The Atacama Cosmology Telescope: Semi-Analytic Covariance Matrices for the DR6 CMB Power Spectra
Zachary Atkins, Zack Li, David Alonso, J. Richard Bond, Erminia Calabrese, Adriaan J. Duivenvoorden, Jo Dunkley, Serena Giardiello, Carlos Hervías-Caimapo, J. Colin Hill, Hidde T. Jense, Joshua Kim, Michael D. Niemack, Lyman Page, Adrien La Posta, Thibaut Louis, Kavilan Moodley, Thomas W. Morris, Sigurd Naess, Cristóbal Sifón, Edward J. Wollack
TL;DR
The paper develops a semi-analytic covariance pipeline for ACT DR6 power spectra by extending the MASTER framework to accommodate inhomogeneous survey depth and atmosphere-driven noise. It combines an improved analytic covariance (via INKA and tailored Fourier-space filtering) with full-data Monte Carlo simulations and a novel simulation-based correction to achieve sub-percent agreement with MC covariances.

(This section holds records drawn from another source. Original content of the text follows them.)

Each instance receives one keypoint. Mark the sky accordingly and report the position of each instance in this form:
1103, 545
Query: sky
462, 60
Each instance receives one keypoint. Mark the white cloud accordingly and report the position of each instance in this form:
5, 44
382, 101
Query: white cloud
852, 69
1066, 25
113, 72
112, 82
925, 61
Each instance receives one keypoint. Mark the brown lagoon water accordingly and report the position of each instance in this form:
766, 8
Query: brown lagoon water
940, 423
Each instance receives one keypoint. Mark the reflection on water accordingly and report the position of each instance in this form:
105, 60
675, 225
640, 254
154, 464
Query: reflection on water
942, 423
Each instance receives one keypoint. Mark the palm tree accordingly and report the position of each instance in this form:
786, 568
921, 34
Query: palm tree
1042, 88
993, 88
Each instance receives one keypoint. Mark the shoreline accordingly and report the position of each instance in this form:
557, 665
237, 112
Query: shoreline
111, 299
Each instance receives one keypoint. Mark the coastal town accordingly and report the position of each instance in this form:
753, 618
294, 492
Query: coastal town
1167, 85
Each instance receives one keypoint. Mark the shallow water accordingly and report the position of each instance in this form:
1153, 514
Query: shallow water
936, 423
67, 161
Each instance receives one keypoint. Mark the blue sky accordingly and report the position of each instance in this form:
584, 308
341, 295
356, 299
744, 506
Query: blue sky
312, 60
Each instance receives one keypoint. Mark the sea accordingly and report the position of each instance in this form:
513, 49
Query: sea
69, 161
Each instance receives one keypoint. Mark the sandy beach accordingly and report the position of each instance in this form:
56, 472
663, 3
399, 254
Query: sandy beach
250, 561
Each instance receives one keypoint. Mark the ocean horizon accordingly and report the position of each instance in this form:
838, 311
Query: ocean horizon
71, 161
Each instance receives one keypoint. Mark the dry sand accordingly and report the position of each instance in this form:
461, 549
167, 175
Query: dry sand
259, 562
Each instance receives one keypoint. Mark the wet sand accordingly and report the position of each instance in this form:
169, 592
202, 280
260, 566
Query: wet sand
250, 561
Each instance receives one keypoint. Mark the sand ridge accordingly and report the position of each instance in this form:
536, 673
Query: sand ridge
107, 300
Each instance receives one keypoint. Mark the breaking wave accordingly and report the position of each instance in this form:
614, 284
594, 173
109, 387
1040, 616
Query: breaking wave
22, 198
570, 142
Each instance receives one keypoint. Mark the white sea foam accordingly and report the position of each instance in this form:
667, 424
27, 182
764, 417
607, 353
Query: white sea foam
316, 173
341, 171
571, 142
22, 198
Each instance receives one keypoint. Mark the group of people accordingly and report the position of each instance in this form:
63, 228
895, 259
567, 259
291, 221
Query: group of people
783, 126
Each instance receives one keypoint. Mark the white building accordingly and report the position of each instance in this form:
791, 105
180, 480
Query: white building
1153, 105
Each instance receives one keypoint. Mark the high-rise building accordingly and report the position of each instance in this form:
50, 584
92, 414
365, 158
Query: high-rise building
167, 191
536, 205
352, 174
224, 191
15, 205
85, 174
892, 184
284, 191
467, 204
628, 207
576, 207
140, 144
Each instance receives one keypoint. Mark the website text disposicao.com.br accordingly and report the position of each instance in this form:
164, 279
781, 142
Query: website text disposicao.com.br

The inhomogeneous approach reduces the required simulation corrections compared to a homogeneous model, enabling robust cosmological inference and offering a framework applicable to future high-resolution CMB experiments like the Simons Observatory. The work clarifies the sources of discrepancy with MC covariances and demonstrates a practical path toward accurate, scalable error modeling in complex CMB datasets.
Abstract
The Atacama Cosmology Telescope Data Release 6 (ACT DR6) power spectrum is expected to provide state-of-the-art cosmological constraints, with an associated need for precise error modeling. In this paper we design, and evaluate the performance of, an analytic covariance matrix prescription for the DR6 power spectrum that sufficiently accounts for the complicated ACT map properties. We use recent advances in the literature to handle sharp features in the signal and noise power spectra, and account for the effect of map-level anisotropies on the covariance matrix. In including inhomogeneous survey depth information, the resulting covariance matrix prescription is structurally similar to that used in the $\textit{Planck}$ Cosmic Microwave Background (CMB) analysis. We quantify the performance of our prescription using comparisons to Monte Carlo simulations, finding better than $3\%$ agreement. This represents an improvement from a simpler, pre-existing prescription, which differs from simulations by $\sim16\%$. We develop a new method to correct the analytic covariance matrix using simulations, after which both prescriptions achieve better than $1\%$ agreement. This correction method outperforms a commonly used alternative, where the analytic correlation matrix is assumed to be accurate when correcting the covariance. Beyond its use for ACT, this framework should be applicable for future high resolution CMB experiments including the Simons Observatory (SO).